Similar question here: Probabilistic prediction (quantum mechanics) - what is the meaning of such a prediction and how do you falsify it?

Answer 3

Differential weighting of "probabilities" for a QM event becomes meaningless for Everett's MW "interpretation" of QM. This is revealed by thinking through how Everett's MW deals with conservation laws, and the apparent "creation" of entire new universes as a result of trivial quantum events. Under Everett, the other universes were "already there", and just operating in sync -- "cohered" -- prior to the spit event. No new universes were created. The quantum split just causes two potential versions of the universe to decohere.

Thinking this through -- the universe initially had to have infinite cohered versions -- after all there is no limit to the number of splits possible so our universe had to have had infinite versions, and therefore infinite collective energy, momentum, etc.

However, there is ALSO, no limit to the future splits for any now detached universe. They can exist forever, with multitudes of quantum events causing further decoherences. EACH decohered universe therefore must have infinite versions within itself.

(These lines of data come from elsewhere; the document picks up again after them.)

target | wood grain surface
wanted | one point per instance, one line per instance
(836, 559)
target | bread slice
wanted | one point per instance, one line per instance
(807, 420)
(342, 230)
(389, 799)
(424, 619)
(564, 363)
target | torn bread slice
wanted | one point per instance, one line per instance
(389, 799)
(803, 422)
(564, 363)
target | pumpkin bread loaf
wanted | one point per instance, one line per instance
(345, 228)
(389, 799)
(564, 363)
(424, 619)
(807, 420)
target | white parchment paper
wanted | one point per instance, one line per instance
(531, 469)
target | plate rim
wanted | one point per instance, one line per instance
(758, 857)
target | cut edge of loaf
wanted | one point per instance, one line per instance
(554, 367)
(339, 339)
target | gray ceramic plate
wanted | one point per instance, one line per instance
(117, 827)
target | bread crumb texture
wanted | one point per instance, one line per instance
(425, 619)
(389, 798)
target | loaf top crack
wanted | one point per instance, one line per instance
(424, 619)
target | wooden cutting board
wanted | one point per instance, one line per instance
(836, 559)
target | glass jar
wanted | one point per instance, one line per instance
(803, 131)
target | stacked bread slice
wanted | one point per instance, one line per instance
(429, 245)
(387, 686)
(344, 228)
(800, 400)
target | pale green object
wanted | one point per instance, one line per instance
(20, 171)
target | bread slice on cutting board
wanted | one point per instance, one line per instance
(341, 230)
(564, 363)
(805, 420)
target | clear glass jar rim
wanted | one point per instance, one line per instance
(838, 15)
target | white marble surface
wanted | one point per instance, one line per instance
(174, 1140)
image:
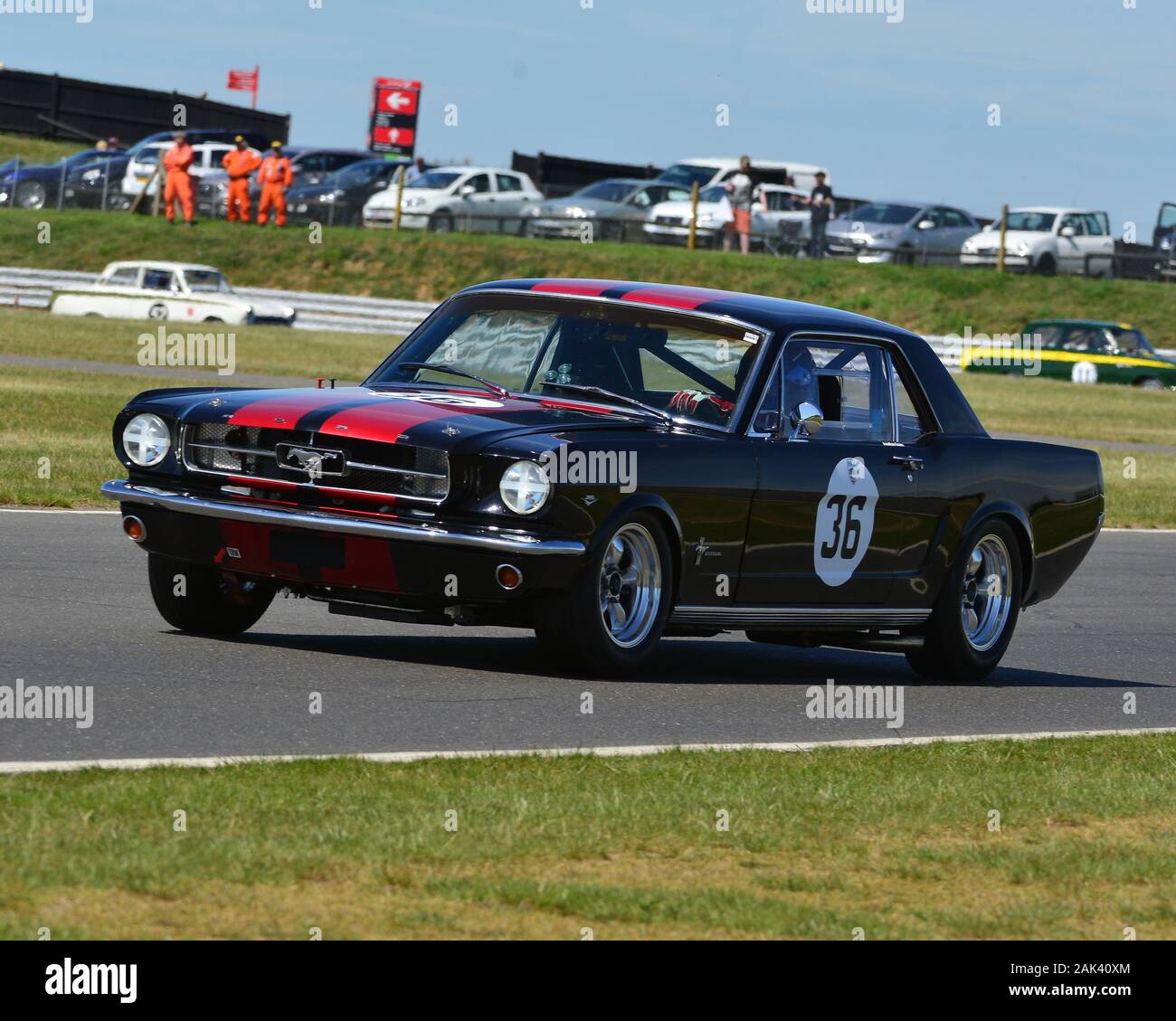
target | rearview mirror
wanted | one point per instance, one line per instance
(806, 419)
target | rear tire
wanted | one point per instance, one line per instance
(212, 602)
(972, 620)
(611, 618)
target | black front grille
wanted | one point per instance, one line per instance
(394, 469)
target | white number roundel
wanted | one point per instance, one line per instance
(845, 523)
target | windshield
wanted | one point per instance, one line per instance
(433, 179)
(360, 173)
(885, 213)
(606, 191)
(687, 175)
(694, 373)
(208, 280)
(1028, 220)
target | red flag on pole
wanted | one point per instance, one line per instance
(245, 81)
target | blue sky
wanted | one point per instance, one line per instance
(893, 109)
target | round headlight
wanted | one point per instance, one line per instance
(525, 487)
(146, 439)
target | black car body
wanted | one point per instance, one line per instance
(636, 460)
(38, 187)
(340, 199)
(308, 166)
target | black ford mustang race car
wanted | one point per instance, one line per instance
(608, 462)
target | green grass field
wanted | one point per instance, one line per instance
(895, 841)
(428, 267)
(35, 151)
(65, 415)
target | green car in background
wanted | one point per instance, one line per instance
(1078, 349)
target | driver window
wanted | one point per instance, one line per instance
(156, 280)
(847, 382)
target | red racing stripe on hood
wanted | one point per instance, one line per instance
(290, 407)
(687, 298)
(392, 418)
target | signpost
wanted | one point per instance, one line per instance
(392, 128)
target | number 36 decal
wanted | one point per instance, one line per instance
(845, 523)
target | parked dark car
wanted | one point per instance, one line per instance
(36, 187)
(89, 184)
(607, 462)
(309, 166)
(339, 200)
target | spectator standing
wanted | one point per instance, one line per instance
(239, 164)
(177, 183)
(275, 175)
(821, 203)
(742, 190)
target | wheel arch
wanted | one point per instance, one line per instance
(661, 511)
(1015, 516)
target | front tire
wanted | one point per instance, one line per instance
(976, 610)
(208, 601)
(610, 620)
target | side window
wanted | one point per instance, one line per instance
(1095, 227)
(1050, 336)
(156, 280)
(848, 382)
(910, 423)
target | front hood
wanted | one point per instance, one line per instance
(433, 417)
(569, 207)
(388, 196)
(849, 227)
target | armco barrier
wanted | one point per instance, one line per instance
(32, 288)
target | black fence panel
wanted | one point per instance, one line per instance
(51, 106)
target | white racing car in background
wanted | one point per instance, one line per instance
(172, 290)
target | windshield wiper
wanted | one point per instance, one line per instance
(633, 402)
(502, 392)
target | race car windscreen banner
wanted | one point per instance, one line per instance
(393, 122)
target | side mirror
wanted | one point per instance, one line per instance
(806, 419)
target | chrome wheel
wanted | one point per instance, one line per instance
(631, 582)
(986, 600)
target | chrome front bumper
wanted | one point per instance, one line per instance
(488, 539)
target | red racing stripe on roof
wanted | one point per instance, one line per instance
(671, 297)
(592, 288)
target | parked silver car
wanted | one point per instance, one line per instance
(900, 232)
(615, 207)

Since all options of a quantum event have infinite bandwidth, the 2/3:1/3 difference you ask about becomes a meaningless. The only way that MW can deal with probabilities is if one can say that the frequency of finding ourselves in the 1/3 world is only half that of fining ourselves in the 2/3 world, but this presumes an outside observer who can actually cross the boundaries between decohered universes and count up the frequency of the 1/3 vs 2/3 cases. Neglecting that Everett prohibits such an observer -- it also says that since, the number of both cases is infinite, the relative probability between them becomes meaningless.